本章では、そのような北斎や弟子たちと同時代のサムライの姿と、それ以前の戦乱の世の武力の担い手として北斎たちが描いたサムライの作品をご紹介します。江戸の人々のサムライのイメージの一端に触れてみてください。
第2章 戦いの場面
サムライは自己の戦闘技術を磨き、編成した家臣の武力を用いて戦ってきました。その目的は、家の存続や財産の維持・拡大、政治的・私的紛争の解決のためでもありました。サムライは生死をかけた戦いを繰り返すことで、相手の武力・政治的権力の縮小、滅亡を重ね、最終的に幕府を開いて政権を担う存在となります。武力として家臣を編成するにあたり、主従の信義や、礼節を重んじた自律集団を築いていきます。
本章では、江戸時代の情報に基づいて北斎たちが描いた歴史上実際にあった戦いから、当時の小説である読本などの物語の挿絵として描かれた戦いの場面までをご紹介します。また、サムライは魔を払うという考えもあったことから、怪異との戦いのシーンを描いた作品も取り上げます。
第3章 サムライの得物
サムライは、刀や弓などの得物(武器)を駆使して戦っています。本来サムライは、弓馬の芸に通じた家柄の者ともいわれ、射芸が重視されていました。実際の戦いでは、楯で防ぎながらの弓矢の射懸け合いからはじまり、すきが生じると接近して鑓(やり)や刀で戦ったと考えられています。江戸時代には、サムライは大小の刀の二本差しが定められ、平和な時代でも武器を携帯しています。

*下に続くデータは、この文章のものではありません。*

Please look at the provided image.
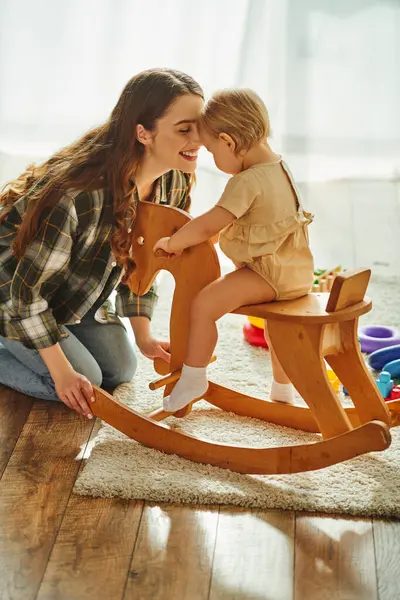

本章ではサムライの象徴でもある刀や弓、他にも鑓や鉄炮などの武器、そして鎧を描いた作品を集めました。刀に関する作品は、刀鍛冶の姿を描いたもの、刀の意匠のデザインを北斎の門人が描いたものに加え、刀や鑓そのものも紹介します。描かれた刀や鑓と実物を見比べて、イメージをふくらませながら北斎の描写力をお楽しみください。